ファインダイニングから大衆酒場、バーや角打ちまで、日本全国を食べ歩く。ライター佐々木ケイがリアルに食べた、飲んだおいしい店を紹介。12月は、2024年を振り返り、どうしても年内中にお伝えしたい3軒を。2軒目は、岡山県瀬戸内市にある「備前福岡 一文字うどん」。
全国津々浦々、豊かな経験による独自の切り口で取材、執筆。その守備範囲は食、酒、旅をテーマに、飲食店、生産者、酒類、ホテル等と幅広い。JSA認定ワインエキスパートで、特にイタリアワインに詳しい。シェフやワイン関係者からの信頼も厚い。『éclat』をはじめ、『BRUTUS』など連載多数。小誌11月号の出雲特集の取材・執筆も担当。
Instagram:@sasaki__kei
ワンコインの贅沢、デスティネーション セルフうどん
「備前福岡 一文字うどん」岡山県瀬戸内市
2024年は縁あって岡山へ三度旅をし、数年来心に秘めていた店へ行くことができた。料理人、ビール醸造家、陶芸家など、岡山の食のプロたちの誰もが推すうどんの店だ。
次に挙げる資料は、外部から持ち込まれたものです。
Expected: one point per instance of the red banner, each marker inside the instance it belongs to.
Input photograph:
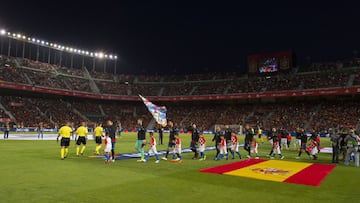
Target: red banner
(290, 93)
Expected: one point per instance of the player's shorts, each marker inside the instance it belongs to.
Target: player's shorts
(98, 140)
(107, 148)
(223, 150)
(255, 147)
(171, 145)
(202, 148)
(235, 147)
(193, 144)
(65, 142)
(177, 150)
(153, 150)
(139, 144)
(228, 144)
(81, 140)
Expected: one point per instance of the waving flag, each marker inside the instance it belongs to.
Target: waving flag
(158, 112)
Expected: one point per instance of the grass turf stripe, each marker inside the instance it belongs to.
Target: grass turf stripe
(312, 175)
(233, 166)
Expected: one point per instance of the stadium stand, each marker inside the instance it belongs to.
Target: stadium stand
(317, 113)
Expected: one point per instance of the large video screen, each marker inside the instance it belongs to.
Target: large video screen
(268, 65)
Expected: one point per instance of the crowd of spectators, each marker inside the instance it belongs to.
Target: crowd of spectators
(317, 75)
(289, 115)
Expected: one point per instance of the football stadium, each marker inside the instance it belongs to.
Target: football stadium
(75, 128)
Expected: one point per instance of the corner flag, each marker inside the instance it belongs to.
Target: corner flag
(158, 112)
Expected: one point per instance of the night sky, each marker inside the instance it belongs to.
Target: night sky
(191, 36)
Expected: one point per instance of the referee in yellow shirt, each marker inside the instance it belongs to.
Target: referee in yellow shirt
(81, 133)
(98, 132)
(64, 132)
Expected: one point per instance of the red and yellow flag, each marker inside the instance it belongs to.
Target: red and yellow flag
(276, 170)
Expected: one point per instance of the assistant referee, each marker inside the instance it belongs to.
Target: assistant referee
(64, 132)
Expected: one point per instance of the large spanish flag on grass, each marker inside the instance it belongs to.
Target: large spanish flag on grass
(276, 170)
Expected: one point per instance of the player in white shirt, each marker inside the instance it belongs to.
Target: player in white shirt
(235, 146)
(223, 148)
(202, 142)
(177, 149)
(107, 148)
(152, 149)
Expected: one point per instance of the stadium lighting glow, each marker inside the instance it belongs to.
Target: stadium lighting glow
(18, 36)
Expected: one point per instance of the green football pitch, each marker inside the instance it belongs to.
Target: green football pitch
(31, 171)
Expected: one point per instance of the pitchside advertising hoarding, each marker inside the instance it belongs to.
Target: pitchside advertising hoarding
(270, 62)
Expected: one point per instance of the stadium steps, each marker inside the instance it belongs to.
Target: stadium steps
(351, 80)
(151, 124)
(161, 91)
(92, 84)
(6, 111)
(77, 112)
(193, 90)
(102, 110)
(307, 124)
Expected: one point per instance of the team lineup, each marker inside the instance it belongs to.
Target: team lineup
(226, 143)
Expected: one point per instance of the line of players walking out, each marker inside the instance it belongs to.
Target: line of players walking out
(344, 142)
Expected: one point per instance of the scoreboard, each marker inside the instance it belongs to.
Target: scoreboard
(271, 62)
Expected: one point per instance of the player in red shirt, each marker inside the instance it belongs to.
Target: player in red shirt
(202, 142)
(223, 148)
(177, 149)
(235, 146)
自ら小麦を育て、自家製粉した粉で打つうどんを、セルフサービスで。うどんそのものに注ぐ並外れた情熱と、「セルフ」という業態のギャップがすさまじいのだが、扉を開けた瞬間にすべてが腑に落ちた。明るくて清潔で広々と快適な店内で、注文を取る女性のきびきびと温かな声がリズムをつくっていた。
うどんは小麦違いの2種があり、麵の量や温かい・冷たい、具材の組み合わせまで選択肢が豊富で、なかなか心が決まらない。結局、麵を小にしてかけとざるの両方を頼んだ。人工的な「もっちり」とは違う自然な歯ごたえ、噛んで味わう香りと甘味。だしの味も贅沢だった。よそから来た我々が「じ~ん」と、深い感動に包まれているそばで、ビジネスマンから子供連れまで、地元の人たちが”いつもの”昼食を楽しんでいる様子が羨ましい。
ご店主がいらしたので挨拶し、いろんな人に薦められていてやっと来られた旨を伝えると、入口脇の製粉所へ案内してくれた。製粉方法で変わる風味、栄養素について話をしながら「小麦は煮ても焼いても食えない」と、たぶん大事なことだから二度言われた。製粉は、大事。真に安全でおいしい食こそ「どんな人でも気軽に食べられるものでなければ」という優しさこそが、この店の本質なのだと思う。
セルフ(小¥240~!)もあるが、注文して作ってもらうメニューも。初心者はまずざるうどんを注文。感涙のワンコイン価格
天ぷら、かき揚げなどをつまみながらうどんを待つ。仕事の合い間でなければ一杯飲みたかった
だしをたっぷり味わいたくてかけうどんも。牛窓港の魚介だしは日替わりなのだとか
真っ白でないのは、栄養価の高い胚芽や表皮を含む全粒粉を使用しているから。小麦はふくほのか、しらさぎの2種(写真はふくほのか)
「うどんは伝統食なのに、小麦はなぜ輸入?」との疑問から、二代目の大倉秀千代さんが約30年前から小麦栽培、石臼での製粉をスタート。尊い。